Merullo et al. at Goodfire put out a paper which looks encouraging for the CC diagnosis. They do ablation on Olmo-2 7B which suppresses verbatim recitation, while mostly preserving capabilities. Interestingly they ablate low-curvature directions, not high. While any individual instance of memorization will be spiky, the directions are unrelated, so as a population memorization directions are particularly flat, whereas generalizing ones are moderately curved. Their characterization is that you get effects along the spectrum of behaviors between pure memorization / generalization. Closed-book QA suffers; open-book QA suffers a bit but is mostly preserved. The ablated model does well with boar etruscan (cousin of pig latin). Notably boolean logic improves post-ablation. Arithmetic suffers a bunch. On GSM8K the ablated model produces the same CoT but gets the wrong answer. But it doesn’t seem fair to take this as a point against the CC diagnosis, it might just show that 7B models “do arithmetic” mostly via memorization
I don’t think the Goodfire paper is enough to support the CC diagnosis by itself. We are looking at capabilities on a small set of benchmarks. Here the lament about evals, they tell us exactly what they tell us. I expect CC-esque models will outperform on benchmarks. This is an unhelpful complaint, basically unfalsifiable (CC models will look good but be bad in some invisible fuzzy way). Let me try saying something falsifiable.

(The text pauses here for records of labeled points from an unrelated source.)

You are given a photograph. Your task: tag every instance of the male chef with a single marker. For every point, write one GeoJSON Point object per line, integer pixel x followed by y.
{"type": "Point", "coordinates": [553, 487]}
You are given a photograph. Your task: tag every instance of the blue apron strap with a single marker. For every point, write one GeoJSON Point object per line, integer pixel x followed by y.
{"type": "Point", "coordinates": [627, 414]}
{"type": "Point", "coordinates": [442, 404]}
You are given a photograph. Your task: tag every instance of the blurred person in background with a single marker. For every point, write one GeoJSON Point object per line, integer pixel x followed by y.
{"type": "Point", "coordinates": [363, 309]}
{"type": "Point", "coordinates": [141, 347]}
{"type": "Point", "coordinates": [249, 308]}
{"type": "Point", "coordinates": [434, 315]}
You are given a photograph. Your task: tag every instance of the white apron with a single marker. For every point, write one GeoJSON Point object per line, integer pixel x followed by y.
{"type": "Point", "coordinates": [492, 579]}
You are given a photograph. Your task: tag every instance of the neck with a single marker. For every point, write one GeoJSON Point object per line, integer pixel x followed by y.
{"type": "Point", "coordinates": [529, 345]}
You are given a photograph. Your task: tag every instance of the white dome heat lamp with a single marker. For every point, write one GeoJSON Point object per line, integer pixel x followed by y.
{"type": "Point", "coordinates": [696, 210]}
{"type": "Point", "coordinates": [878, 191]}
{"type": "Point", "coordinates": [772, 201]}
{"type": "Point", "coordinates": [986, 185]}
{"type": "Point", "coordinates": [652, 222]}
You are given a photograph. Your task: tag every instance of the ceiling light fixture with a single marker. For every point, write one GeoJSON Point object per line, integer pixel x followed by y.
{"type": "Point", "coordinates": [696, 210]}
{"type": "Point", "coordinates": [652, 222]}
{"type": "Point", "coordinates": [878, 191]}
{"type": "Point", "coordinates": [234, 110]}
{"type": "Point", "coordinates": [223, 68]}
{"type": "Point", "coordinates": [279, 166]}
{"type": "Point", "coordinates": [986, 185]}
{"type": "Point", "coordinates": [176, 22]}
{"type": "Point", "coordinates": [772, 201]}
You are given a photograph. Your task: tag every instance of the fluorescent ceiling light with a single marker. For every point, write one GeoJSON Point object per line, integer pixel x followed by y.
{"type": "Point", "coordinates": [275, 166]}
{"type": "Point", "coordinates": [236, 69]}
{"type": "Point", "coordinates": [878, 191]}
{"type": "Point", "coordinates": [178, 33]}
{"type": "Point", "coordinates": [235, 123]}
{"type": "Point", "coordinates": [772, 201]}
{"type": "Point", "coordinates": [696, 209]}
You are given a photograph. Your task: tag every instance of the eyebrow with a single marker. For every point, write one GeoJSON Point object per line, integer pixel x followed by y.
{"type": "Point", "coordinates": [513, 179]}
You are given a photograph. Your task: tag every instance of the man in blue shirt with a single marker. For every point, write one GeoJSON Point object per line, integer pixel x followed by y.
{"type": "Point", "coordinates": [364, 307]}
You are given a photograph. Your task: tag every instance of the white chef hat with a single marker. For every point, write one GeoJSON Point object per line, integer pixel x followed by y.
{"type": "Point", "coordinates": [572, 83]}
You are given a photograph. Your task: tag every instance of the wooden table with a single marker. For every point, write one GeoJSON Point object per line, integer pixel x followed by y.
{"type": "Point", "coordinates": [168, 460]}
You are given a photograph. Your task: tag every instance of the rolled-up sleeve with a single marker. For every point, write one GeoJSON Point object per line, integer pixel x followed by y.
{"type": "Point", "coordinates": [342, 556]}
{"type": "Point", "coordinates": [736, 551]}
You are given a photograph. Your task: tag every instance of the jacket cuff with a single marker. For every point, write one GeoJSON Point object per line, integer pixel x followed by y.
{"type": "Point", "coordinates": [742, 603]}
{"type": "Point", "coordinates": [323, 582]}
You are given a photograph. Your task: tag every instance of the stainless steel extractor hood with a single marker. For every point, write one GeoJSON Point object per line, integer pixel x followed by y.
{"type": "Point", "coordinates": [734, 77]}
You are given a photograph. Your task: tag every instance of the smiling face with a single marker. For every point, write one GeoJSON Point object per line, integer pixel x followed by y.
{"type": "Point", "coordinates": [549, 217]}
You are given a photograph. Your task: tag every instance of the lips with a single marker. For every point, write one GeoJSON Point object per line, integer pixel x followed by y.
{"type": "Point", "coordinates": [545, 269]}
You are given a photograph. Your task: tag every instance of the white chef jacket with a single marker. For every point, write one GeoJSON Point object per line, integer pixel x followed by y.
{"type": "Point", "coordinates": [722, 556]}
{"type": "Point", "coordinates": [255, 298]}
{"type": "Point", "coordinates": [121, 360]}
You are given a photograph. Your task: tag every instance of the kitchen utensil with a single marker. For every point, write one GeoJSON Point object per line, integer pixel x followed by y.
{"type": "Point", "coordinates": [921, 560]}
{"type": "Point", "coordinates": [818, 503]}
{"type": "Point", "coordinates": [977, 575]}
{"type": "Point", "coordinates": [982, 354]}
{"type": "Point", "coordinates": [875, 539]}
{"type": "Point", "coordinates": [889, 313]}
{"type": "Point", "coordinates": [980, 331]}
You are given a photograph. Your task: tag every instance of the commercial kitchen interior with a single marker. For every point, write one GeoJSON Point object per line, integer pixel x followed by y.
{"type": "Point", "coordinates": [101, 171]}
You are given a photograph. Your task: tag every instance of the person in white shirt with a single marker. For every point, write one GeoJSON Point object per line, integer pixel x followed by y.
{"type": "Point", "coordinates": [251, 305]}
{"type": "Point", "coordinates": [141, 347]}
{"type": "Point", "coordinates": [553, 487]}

I predict that, at any given compute budget, the strongest general reasoners will also be the most knowledgeable judge on a broad set of benchmarks, and ideally practical usage . Behind the pareto frontier there will be weaker models with different relative knowledge/reasoning strengths; but the two will improve together. This is roughly true today. If you subscribe to the CC you expect it will not hold – maybe the relationship only holds because we don’t know how to improve reasoning without bringing memorization along. My prediction is that even if people train models following the CC prescription the relationship will hold.
I would not be satisfied by a distilled model which is disproportionately good at reasoning vs same-size but non-distilled peers. Even if it has got less encyclopedic knowledge, it benefits from the integrated knowledge of its parent Also would be kinda cheating on compute . I do expect that we will see models trained following the CC prescription. They will be narrow, not general. There is stuff left. We’ll want models to fiddle with formal systems. Not unlike a postdoc in one of those more elegant fields, a pure reasoner will be largely helpless set adrift in the broader world.